Music, Pedagogy, Music education, Practice


As music teachers, we introduce our students to a variety of methods for learning their instrument. In addition, it is necessary to impart wisdom on how to practice those methods and strategic ways to approach the learning and preparing of pieces for performance.

This paper will endeavor to compare and contrast how those strategies and techniques have evolved over the past 300+ years to better understand what practice strategies are “tried and true”, which have been discarded over time, and what has been added to the pantheon of strategies and scientific studies as performance practice and our understanding of psychology and learning theory has developed. The goal of this paper is to learn what the consensus is on effective practice techniques through an extensive study of the history of practice and clinical studies on the subject, thereby allowing myself and others the ability to be better teachers for our students, and ultimately help them be better practitioners and performers on their chosen instruments.
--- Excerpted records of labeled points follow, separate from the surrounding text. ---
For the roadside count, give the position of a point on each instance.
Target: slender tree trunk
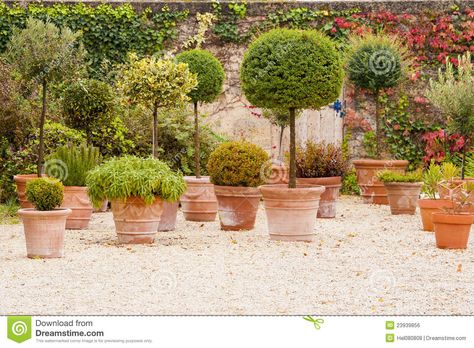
(292, 182)
(155, 131)
(42, 121)
(197, 145)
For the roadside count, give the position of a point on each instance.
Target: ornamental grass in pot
(403, 190)
(199, 202)
(70, 164)
(376, 63)
(291, 69)
(136, 188)
(322, 164)
(45, 224)
(236, 170)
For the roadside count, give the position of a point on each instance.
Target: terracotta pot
(76, 199)
(403, 196)
(327, 203)
(372, 190)
(237, 207)
(20, 181)
(452, 230)
(199, 203)
(430, 206)
(44, 232)
(168, 216)
(290, 212)
(135, 221)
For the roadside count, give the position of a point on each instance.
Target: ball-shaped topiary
(238, 164)
(45, 193)
(292, 69)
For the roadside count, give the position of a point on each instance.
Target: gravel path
(365, 261)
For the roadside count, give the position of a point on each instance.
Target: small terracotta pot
(430, 206)
(403, 196)
(327, 203)
(44, 232)
(168, 216)
(290, 212)
(135, 221)
(76, 199)
(199, 203)
(372, 190)
(452, 230)
(237, 207)
(20, 181)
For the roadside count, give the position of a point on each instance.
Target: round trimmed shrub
(238, 164)
(45, 193)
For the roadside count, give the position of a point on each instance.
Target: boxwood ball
(289, 68)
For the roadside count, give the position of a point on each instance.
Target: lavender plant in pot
(292, 69)
(322, 164)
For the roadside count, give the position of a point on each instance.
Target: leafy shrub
(70, 164)
(128, 176)
(318, 160)
(45, 193)
(391, 176)
(88, 106)
(238, 164)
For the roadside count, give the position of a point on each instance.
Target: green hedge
(108, 33)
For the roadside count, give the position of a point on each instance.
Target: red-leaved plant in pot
(294, 70)
(236, 171)
(322, 164)
(45, 224)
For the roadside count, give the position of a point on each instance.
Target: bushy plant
(238, 164)
(318, 160)
(42, 54)
(292, 69)
(88, 105)
(453, 94)
(210, 76)
(45, 193)
(128, 176)
(377, 62)
(392, 176)
(70, 164)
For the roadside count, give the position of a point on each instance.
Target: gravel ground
(365, 261)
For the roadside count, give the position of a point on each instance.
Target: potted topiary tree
(199, 202)
(376, 62)
(235, 169)
(73, 163)
(136, 187)
(156, 84)
(45, 224)
(403, 190)
(322, 164)
(43, 54)
(293, 69)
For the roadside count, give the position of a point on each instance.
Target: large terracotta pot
(168, 216)
(20, 181)
(44, 232)
(135, 221)
(327, 203)
(430, 206)
(290, 212)
(199, 203)
(403, 196)
(76, 199)
(372, 190)
(452, 230)
(237, 207)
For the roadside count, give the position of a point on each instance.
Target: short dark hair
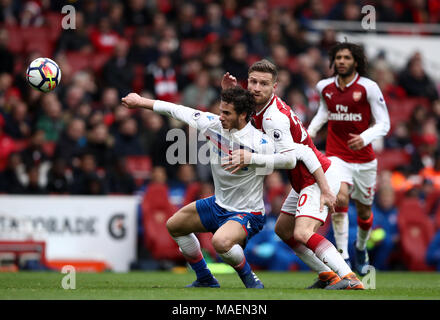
(242, 99)
(264, 66)
(357, 52)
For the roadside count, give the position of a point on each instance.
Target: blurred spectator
(17, 123)
(34, 153)
(178, 187)
(118, 71)
(136, 13)
(385, 233)
(126, 139)
(58, 179)
(143, 50)
(116, 17)
(72, 142)
(386, 11)
(85, 179)
(31, 14)
(91, 11)
(104, 38)
(6, 57)
(33, 181)
(119, 180)
(100, 144)
(215, 22)
(186, 21)
(416, 11)
(9, 11)
(7, 145)
(51, 121)
(236, 63)
(76, 39)
(161, 79)
(415, 81)
(254, 39)
(433, 252)
(199, 94)
(10, 181)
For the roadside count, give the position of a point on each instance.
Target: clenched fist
(133, 100)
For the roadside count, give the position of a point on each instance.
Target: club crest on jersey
(277, 135)
(357, 95)
(196, 115)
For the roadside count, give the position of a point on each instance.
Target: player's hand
(238, 160)
(327, 199)
(356, 142)
(132, 100)
(228, 81)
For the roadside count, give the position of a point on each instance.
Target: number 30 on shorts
(302, 200)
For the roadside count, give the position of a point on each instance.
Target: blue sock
(244, 270)
(201, 270)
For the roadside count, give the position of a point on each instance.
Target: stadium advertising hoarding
(74, 228)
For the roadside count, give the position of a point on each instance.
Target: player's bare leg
(340, 221)
(284, 229)
(365, 222)
(228, 241)
(181, 227)
(305, 232)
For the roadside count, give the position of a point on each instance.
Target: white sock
(307, 256)
(234, 256)
(328, 254)
(340, 229)
(190, 247)
(362, 238)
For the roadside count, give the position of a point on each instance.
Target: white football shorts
(307, 202)
(360, 176)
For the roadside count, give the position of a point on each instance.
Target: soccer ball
(43, 74)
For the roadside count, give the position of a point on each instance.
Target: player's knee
(342, 200)
(172, 227)
(282, 232)
(222, 244)
(301, 236)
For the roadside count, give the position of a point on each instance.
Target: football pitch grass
(170, 286)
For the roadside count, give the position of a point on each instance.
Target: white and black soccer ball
(43, 74)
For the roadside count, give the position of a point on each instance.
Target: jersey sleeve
(380, 115)
(194, 118)
(321, 116)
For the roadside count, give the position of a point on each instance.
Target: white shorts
(308, 201)
(360, 176)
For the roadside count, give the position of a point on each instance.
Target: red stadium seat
(416, 231)
(139, 167)
(192, 48)
(156, 210)
(391, 159)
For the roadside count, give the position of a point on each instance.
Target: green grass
(169, 286)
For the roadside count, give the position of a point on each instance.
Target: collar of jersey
(265, 107)
(242, 132)
(348, 84)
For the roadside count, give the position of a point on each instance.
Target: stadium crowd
(79, 139)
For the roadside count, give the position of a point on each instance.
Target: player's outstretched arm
(133, 100)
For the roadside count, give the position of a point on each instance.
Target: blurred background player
(302, 212)
(355, 110)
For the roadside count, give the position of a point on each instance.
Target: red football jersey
(278, 121)
(351, 110)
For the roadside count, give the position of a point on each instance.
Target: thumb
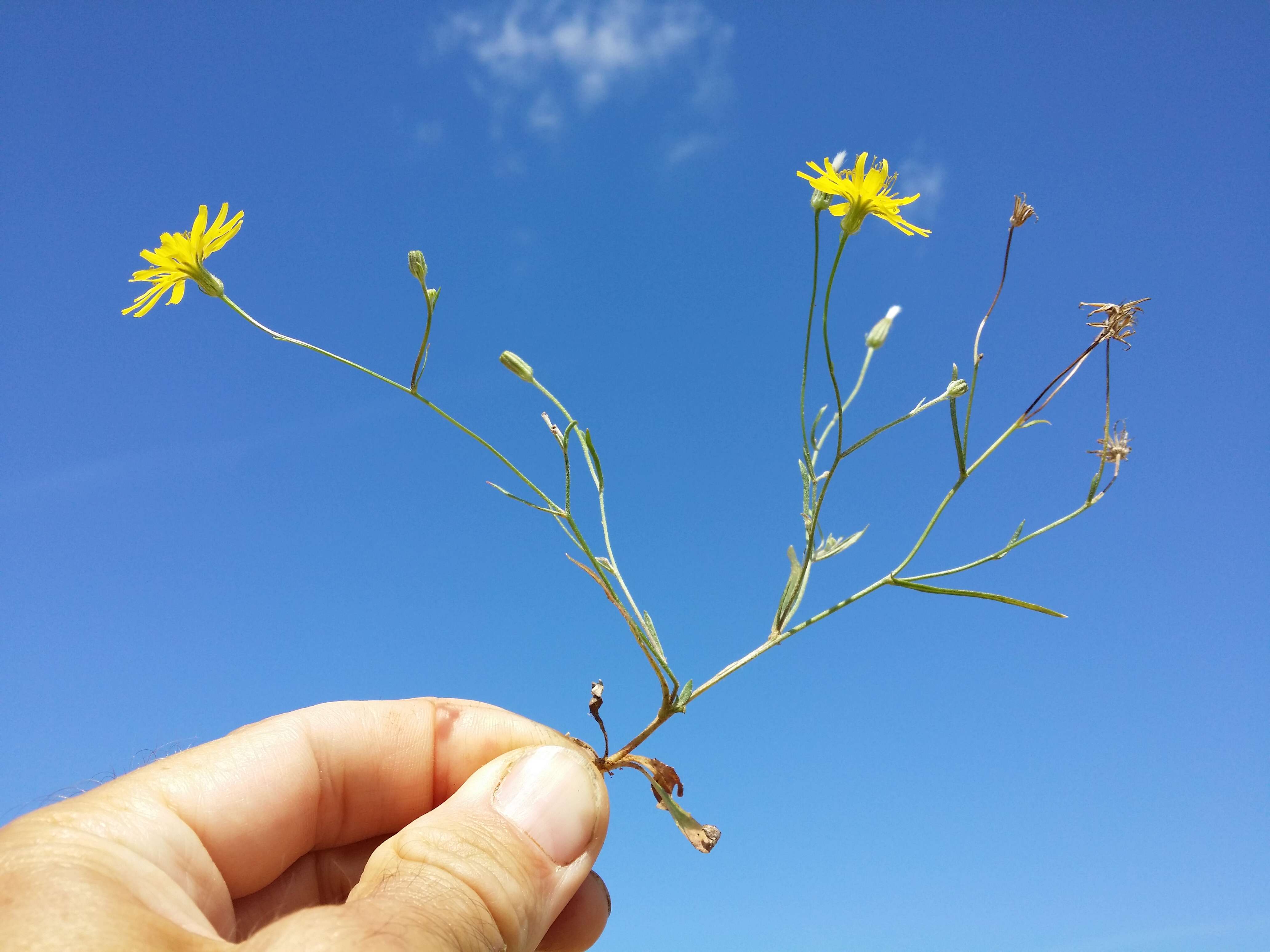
(491, 869)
To illustrate the main problem. If a student spends ½ an hour a day practicing, out of the 6 days outside of the lesson, that constitutes 85% of the time they spend with their instrument away from the teacher. And the teacher (assuming a ½ hour lesson) spends only 15% of the students instrument interactive time with them. Therefore, providing students with effective practice strategies and self evaluative tools for self direction that they can employ during the 85% of the time they spend away from the teacher assists the student in a variety of ways. They learn and develop faster and better. Because of this timely positive feedback, students are more likely to continue with the instrument and gain greater enjoyment from the experience of learning how to perform. The 15% of the time the teacher gets to spend with the student can then be more productive with greater value for the student.